A static load test was conducted on Red Bull’s rear wing during scrutineering under Articles 3.9.3 and 3.9.4, but rivals claim the video footage is evidence that the wing violates Article 3.8.
After the Spanish Grand Prix, the FIA responded with a technical directive that stated that “such deformations … could be deemed to contravene the provisions of Article 3.8”, advising teams that they would be introducing new load-deflection tests beginning June 15.
The timing of the new tests, which were delayed to give smaller teams time to adjust their designs, means the design used by Red Bull passed scrutineering in Monaco and will do so again at the Azerbaijan Grand Prix next weekend.
In the lead-up to the Monaco Grand Prix, Mercedes team boss Toto Wolff criticized the technical directive as “half-baked”, saying that delays in introducing the new tests left “a legal vacuum and leaves the door open for protests”.
As a result of the rejected protest, he went on to caution that the matter could end up in the International Court of Appeal, creating a “messy situation” that might cause the race result to be in the air for several weeks.

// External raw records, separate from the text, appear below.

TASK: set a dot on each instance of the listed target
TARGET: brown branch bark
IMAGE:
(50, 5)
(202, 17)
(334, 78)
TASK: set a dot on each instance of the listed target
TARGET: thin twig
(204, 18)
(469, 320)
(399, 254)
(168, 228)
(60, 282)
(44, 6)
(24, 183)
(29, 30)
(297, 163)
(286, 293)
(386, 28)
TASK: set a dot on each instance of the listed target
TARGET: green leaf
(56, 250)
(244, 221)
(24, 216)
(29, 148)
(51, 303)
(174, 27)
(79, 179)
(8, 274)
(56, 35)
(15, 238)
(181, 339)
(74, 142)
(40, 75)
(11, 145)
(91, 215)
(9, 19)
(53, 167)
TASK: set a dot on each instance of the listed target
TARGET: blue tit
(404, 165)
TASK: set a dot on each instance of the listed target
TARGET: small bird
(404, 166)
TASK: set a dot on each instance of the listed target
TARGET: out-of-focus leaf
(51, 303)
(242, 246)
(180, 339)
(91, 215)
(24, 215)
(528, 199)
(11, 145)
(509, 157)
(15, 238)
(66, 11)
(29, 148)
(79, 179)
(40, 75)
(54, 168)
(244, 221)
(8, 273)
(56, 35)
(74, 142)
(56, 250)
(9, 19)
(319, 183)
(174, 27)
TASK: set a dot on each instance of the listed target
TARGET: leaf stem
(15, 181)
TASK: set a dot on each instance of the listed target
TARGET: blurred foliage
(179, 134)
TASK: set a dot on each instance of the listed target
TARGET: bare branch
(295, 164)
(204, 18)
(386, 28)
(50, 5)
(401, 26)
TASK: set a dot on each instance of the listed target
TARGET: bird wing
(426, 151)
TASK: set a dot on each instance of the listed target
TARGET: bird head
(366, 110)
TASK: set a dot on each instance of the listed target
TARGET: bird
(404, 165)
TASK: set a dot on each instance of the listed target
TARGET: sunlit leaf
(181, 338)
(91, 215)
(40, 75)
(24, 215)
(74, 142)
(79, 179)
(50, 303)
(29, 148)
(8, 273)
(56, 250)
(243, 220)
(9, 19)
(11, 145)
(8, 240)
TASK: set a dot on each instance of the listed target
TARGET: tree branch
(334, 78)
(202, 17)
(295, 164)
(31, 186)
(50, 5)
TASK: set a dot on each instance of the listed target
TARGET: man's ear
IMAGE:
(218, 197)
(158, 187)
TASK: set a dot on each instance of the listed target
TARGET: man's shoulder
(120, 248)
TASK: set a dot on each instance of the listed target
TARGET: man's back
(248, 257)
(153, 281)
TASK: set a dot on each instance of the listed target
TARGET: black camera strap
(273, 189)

It is likely that Azerbaijan will face protests, as a flexing rear wing structure provides the capacity to gain a significant advantage on the long straights.
However, Ross Brawn doesn’t believe there will be any issues next weekend.
“I think the FIA have been pretty consistent with their approach. I’d be amazed if the stewards go against the opinion of the FIA.”
“I think this is probably flexi rear wing version 27 [in Formula One’s history].”
“In 40 years of motor racing, I’ve been through this many times.
“I can remember [Williams technical director] Patrick Head jumping on our front wing in parc ferme because he considered that it wasn’t stiff enough.
“He wanted to demonstrate to Charlie [Whiting, FIA race director] that it wasn’t stiff enough, so he actually stood on it and bounced up and down to demonstrate how flexible it was.
“There are a set of FIA tests and that’s the only way we have been able to determine the limits of what you can do.
“If you pass the tests and some [rival] teams don’t like it, the FIA can look at it, say ‘fair point’ and stiffen the tests and do different tests, so it’s perpetual.
“I honestly don’t believe there is any case for going in a different route to solve the problem, because I don’t know how you quantify it.
“One person’s view of it being too flexible is another person’s view of it being OK, and that’s why we have the tests.
“If you put a mechanism in there or a hinge in there, I agree that’s not correct.
“But within the normal compliance of the structure, I don’t see a problem,” said Brawn.